Aaron Pallas says as far as the school report cards go, this is nonsense:
Aaron Pallas, professor of sociology and education at Teachers College at Columbia University, said the methodology behind the city’s progress reports offer “a kind of false sense of precision.”
He singled out the peer index, which is used to compare schools that have similar demographics. The index takes into account economic need, students with disabilities, students who are black and Hispanic and English language learners.
Principals often complain about these groupings, claiming their schools are frequently compared to schools that are actually very different. Or to schools that are so similar that a slight fluctuation in one school’s test scores can lead to a big change in another school’s progress report.

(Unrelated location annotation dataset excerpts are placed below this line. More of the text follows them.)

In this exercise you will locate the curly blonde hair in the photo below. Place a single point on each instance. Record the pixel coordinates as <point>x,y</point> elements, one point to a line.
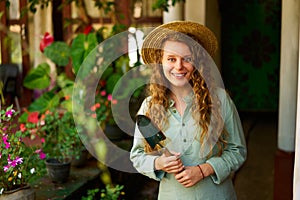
<point>203,108</point>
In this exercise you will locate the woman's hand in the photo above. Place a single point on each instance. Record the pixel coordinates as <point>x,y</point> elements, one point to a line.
<point>169,164</point>
<point>189,176</point>
<point>193,174</point>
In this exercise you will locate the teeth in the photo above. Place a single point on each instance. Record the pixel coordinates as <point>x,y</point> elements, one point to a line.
<point>179,75</point>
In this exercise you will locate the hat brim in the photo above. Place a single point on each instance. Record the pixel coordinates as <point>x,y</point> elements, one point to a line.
<point>153,40</point>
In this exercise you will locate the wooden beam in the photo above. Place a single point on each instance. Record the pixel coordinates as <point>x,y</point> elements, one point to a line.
<point>3,34</point>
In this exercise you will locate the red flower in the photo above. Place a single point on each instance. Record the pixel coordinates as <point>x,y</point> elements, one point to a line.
<point>33,117</point>
<point>46,41</point>
<point>22,127</point>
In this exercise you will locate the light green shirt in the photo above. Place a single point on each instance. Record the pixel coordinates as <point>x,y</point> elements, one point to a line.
<point>183,135</point>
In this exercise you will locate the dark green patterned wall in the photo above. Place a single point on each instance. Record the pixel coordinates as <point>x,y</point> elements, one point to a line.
<point>251,52</point>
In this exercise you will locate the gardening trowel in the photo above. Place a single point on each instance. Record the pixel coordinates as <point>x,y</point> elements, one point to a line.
<point>151,133</point>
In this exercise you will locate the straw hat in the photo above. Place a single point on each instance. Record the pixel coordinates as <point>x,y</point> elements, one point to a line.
<point>154,39</point>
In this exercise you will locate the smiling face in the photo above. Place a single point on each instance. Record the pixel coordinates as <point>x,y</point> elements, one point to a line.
<point>177,64</point>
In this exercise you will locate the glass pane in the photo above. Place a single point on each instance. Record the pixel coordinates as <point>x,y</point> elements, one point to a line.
<point>14,41</point>
<point>14,9</point>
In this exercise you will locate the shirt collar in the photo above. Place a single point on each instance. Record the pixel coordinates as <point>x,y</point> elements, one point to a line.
<point>187,99</point>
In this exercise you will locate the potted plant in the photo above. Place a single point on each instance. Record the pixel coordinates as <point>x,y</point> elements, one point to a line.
<point>62,144</point>
<point>21,156</point>
<point>58,138</point>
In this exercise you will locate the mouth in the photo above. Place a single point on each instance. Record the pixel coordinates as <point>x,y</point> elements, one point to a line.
<point>179,75</point>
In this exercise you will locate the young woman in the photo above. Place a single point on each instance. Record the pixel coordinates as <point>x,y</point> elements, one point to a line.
<point>187,102</point>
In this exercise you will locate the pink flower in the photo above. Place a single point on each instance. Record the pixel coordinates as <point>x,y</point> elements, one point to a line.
<point>15,162</point>
<point>33,117</point>
<point>41,153</point>
<point>22,127</point>
<point>7,144</point>
<point>10,113</point>
<point>103,93</point>
<point>87,29</point>
<point>5,168</point>
<point>114,101</point>
<point>46,41</point>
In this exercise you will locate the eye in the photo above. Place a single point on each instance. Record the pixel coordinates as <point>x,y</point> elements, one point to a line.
<point>187,59</point>
<point>171,59</point>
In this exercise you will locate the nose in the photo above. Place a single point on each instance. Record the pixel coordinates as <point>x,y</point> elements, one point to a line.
<point>179,64</point>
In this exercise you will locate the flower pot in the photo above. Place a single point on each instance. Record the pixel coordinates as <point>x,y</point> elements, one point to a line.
<point>113,132</point>
<point>81,161</point>
<point>21,193</point>
<point>58,171</point>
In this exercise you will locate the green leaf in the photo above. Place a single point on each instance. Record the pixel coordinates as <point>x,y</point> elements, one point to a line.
<point>45,102</point>
<point>111,82</point>
<point>58,52</point>
<point>38,78</point>
<point>81,46</point>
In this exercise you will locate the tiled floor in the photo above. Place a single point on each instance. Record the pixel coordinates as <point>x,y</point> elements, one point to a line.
<point>254,181</point>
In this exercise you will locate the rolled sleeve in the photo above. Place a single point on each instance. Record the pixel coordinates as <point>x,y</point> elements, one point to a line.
<point>235,153</point>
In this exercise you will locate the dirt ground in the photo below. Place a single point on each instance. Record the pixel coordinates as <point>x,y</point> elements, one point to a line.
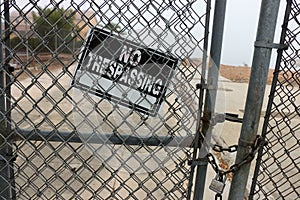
<point>240,74</point>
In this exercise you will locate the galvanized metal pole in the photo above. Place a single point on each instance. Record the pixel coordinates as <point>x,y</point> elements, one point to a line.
<point>4,165</point>
<point>211,92</point>
<point>256,90</point>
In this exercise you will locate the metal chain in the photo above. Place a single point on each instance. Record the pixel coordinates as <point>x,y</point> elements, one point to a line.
<point>219,148</point>
<point>253,150</point>
<point>222,175</point>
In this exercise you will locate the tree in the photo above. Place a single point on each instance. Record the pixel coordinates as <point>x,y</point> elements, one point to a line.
<point>54,26</point>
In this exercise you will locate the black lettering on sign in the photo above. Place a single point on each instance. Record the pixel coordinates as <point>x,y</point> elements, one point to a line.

How schools are grouped together for the methodology is a subjective decision made by somebody at Tweed.
The same goes for how teachers are grouped together for comparisions along the Great Teacher Evaluation Bell Curve.
That's a decision made by somebody at the state level or at Tweed.
And yet, these guys sell this stuff as hard, data-driven science, as if there's no subjectivity to the exercise at all.
Same goes for deciding to use one year of test scores for the school report cards instead of three.
Or deciding that 85% of the report card will be made up solely of test scores.
Or basing 85% of the report card on tests like the Pineapple and the Hare - ones so badly written that schools ought to band together and sue the NYSED, Pearson and Tweed if they're on the closure list.
How can the hacks at Tweed or the NYSED claim with a straight face that these school report cards are precise and fair when the scores they're based on came from the infamously error-riddled Pearson tests.
No, there is nothing "objective," "scientific" or "precise" about these school report cards, just as there was nothing "objective," "scientific" or "precise" about last year's Teacher Data Reports that were published in the papers.
If the UFT were an actual union instead of a company union, it would be publicizing all the problems with this data and explaining why neither schools nor teachers should be held to account using flawed data from error-riddled tests.
But the UFT is too busy bragging about how it helped Cuomo get APPR in place, subjecting individual teachers to this test score nonsense that schools as institutions have been dealing with for years.
These data-driven education reforms give the public a false sense of precision over the policies and decisions made for schools and teachers.
Someday maybe the public will learn that.